Fini und Carrington malen sich selbst, inszenieren sich als mit dunklen Urgründen und geheimnisvollen Kräften im Bunde, mit dem Magischen, Irrationalen, Okkulten. Dabei beharren sie, anders als die männlichen Surrealisten, auf der Integrität des weiblichen Körpers, denn eine Zerstückelung oder Fragmentierung wäre einer Selbstzerstörung gleichgekommen. Die Künstlerin ist hier Subjekt und Objekt, Betrachterin und Zu-Betrachtende, Ak-teurin und Regisseurin zugleich. Leonor Finis wie „eingefrorene“ Szenarien entsprechen genau dem konvulsivischen Schönheitsideal der Surrealisten. In der Spanierin Remedios Varos Bild „Himmlischer Brei“ (1958) sitzt eine Frau als magisches Wesen eingeschlossen  in einem über den Wolken schwebenden Gehäuse und versorgt den in einen Käfig gesperrten kranken Mond mit Sternenbrei – Ausdruck nicht nur für die kosmische Verbundenheit des Menschen, sondern zugleich der Willkür der unkontrollierbaren höheren Kräfte  des Universums, denen der Mensch ausgesetzt ist.

Die beiden Amerikanerinnen Kay Sage und Dorothea Tanning waren über eine Liebesbeziehung zu bekannten Surrealisten – zu Yves Tanguy die eine und zu Max Ernst die andere – in deren Kreise gekommen. Es sind Chiricos isolierte Formen, seine harten Schlagschatten, die illusionistischen Perspektiven, die die surrealistischen Gemälde von Kay Sage prägen. Aber in ihrer auffälligen Monumentalisierung weisen sie eine eigene, sehr konstruktive Bildsprache voraus, bei der sich die Magie ausschließlich aus den Gegenständen selbst entfaltet. So auch in „Morgen ist nie“ (1955), in der trostlos windende, an Leichentücher erinnernde Stoffe in hölzernen Turmgerüsten wie in einem magischen Gefängnis verschlossen sind. Nicht nur Tod und Vergänglichkeit werden hier beschworen (Kay Sages Ehepartner Yves Tanguy war unerwartet an Hirnschlag verstorben), sondern auch das lähmende Gefühl jeder freien individuellen Entfaltung. Mit der klaus-trophobischen Szenerie ihrer perspektivisch verzerrten Chirico-Räume fand Dorothea Tanning das alle Stilphasen prägende Thema: Gewalt und Geschlecht, Zivilisation und Rebellion.

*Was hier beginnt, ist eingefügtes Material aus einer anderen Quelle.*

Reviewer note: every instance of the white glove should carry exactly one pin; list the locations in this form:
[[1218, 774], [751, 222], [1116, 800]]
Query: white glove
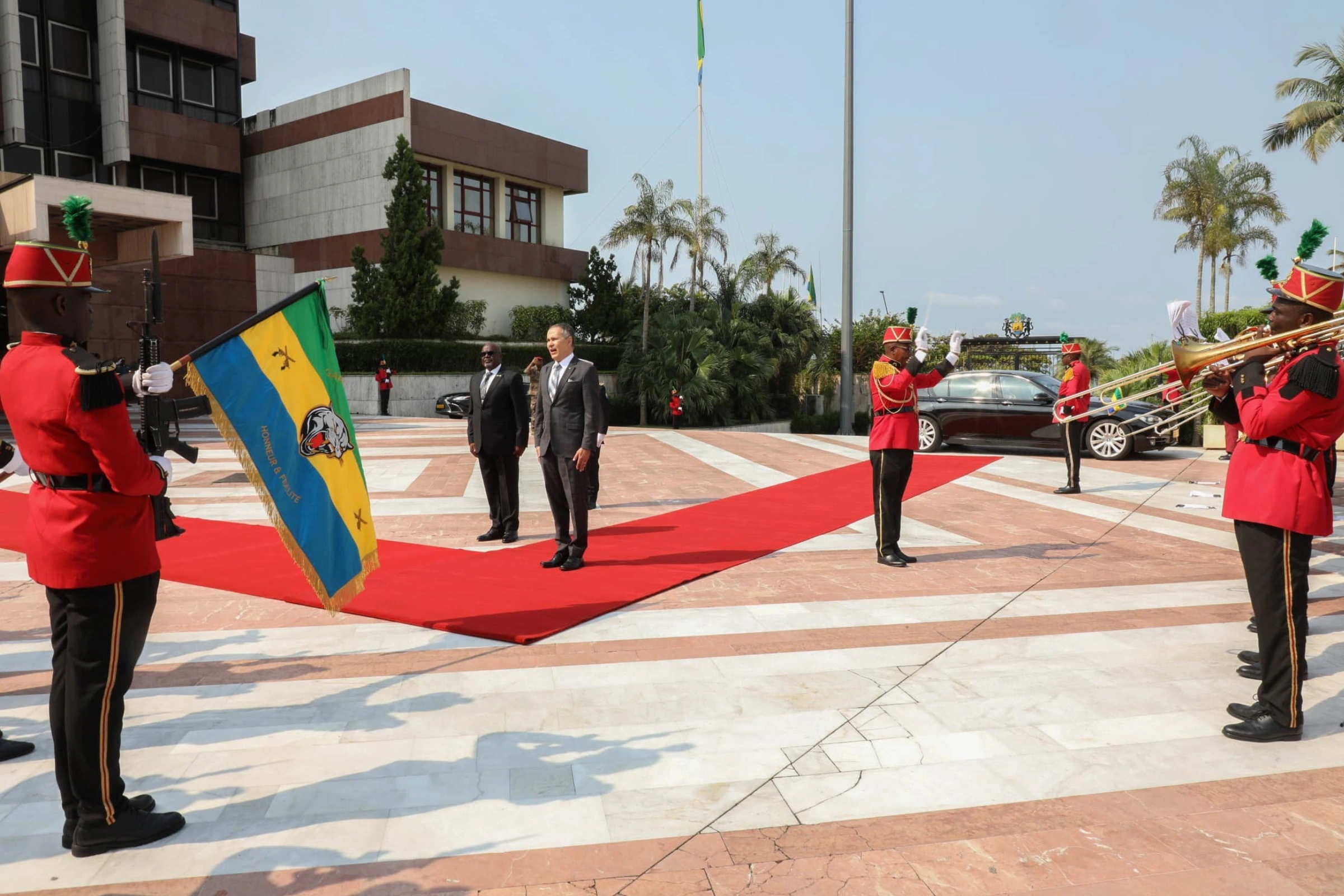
[[156, 381], [955, 347], [166, 465], [15, 465]]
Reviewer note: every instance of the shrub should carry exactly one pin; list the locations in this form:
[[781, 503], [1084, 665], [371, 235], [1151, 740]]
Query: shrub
[[531, 321], [448, 356]]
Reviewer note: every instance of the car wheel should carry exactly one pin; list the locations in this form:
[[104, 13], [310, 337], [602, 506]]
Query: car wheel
[[1107, 440], [931, 435]]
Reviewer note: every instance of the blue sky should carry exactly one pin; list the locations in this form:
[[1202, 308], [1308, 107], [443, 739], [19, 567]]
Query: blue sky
[[1007, 155]]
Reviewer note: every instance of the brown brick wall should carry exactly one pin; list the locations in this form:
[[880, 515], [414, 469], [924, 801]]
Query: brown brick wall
[[185, 140]]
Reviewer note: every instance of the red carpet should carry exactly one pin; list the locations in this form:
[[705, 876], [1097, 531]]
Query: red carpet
[[507, 595]]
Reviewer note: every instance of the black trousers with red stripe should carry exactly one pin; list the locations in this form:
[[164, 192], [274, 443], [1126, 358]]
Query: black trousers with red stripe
[[1276, 563], [97, 636]]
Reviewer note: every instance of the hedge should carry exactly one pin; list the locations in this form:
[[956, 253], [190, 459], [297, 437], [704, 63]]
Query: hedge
[[444, 356]]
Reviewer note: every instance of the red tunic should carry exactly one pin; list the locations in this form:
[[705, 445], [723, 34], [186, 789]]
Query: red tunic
[[895, 403], [1277, 488], [78, 539], [1077, 379]]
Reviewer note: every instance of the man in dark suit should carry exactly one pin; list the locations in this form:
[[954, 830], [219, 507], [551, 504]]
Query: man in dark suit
[[596, 461], [566, 422], [496, 432]]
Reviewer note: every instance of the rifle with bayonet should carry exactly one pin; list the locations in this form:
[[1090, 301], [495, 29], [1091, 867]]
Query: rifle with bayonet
[[160, 417]]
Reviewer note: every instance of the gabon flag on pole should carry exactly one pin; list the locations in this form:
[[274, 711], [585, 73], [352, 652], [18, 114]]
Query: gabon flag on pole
[[276, 395]]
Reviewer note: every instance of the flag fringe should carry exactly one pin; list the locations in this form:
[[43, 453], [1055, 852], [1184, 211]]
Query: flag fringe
[[333, 602]]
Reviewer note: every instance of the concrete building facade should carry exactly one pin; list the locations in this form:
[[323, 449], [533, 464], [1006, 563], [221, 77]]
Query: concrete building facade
[[314, 179]]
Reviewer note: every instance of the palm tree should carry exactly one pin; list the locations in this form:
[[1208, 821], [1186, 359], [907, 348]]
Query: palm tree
[[703, 235], [1319, 120], [650, 223], [1190, 197], [772, 258]]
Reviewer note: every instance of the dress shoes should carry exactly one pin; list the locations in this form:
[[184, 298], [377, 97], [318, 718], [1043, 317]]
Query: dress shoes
[[1247, 712], [14, 749], [131, 829], [144, 802], [1262, 729], [1252, 671]]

Obwohl der Surrealismus als Kunstbewegung schon lange vor 1966, dem Todesjahr André Bretons, des Begründers der Bewegung, zu Ende gegangen war, hinterließ er einen reichen Schatz an Ideen für die Künstler der folgenden Jahrzehnte. In dieser so facettenreichen Ausstellung kann man überraschende Entdeckungen machen, ungewöhnliche Assoziationen herstellen, einen imaginären Dialog zwischen den Zeiten und Welten führen, aber auch Verunsicherungen, Unstimmigkeiten, Befreiungen und Verwirrungen im Leben und Schaffen der Surrealisten nacherleben. Ihr „Schönheitsideal“ war eine Schönheit des Seltsamen, des lustvollen Spiels wie auch des Bösen, der Schreckgesichte, in jedem Fall aber der Selbstbehauptung und des fragmentarischen modernen Ichbewusstseins, die aus unerwarteten Zusammenstellungen von Worten, Klängen, Bildern, Zeichen, Dingen und Personen entstanden war – entsprechend dem Leitwort des französischen Dichters Lautréamont: „Schön wie die zufällige Begegnung einer Nähmaschine und eines Regenschirms auf einem Seziertisch“.

Surrealismus und Magie. Verzauberte Moderne. Museum Barberini, Potsdam, Alter Markt. Bis 29. Januar 2023. Katalog (Prestel Verlag) 34 Euro, im Buchhandel 42 Euro.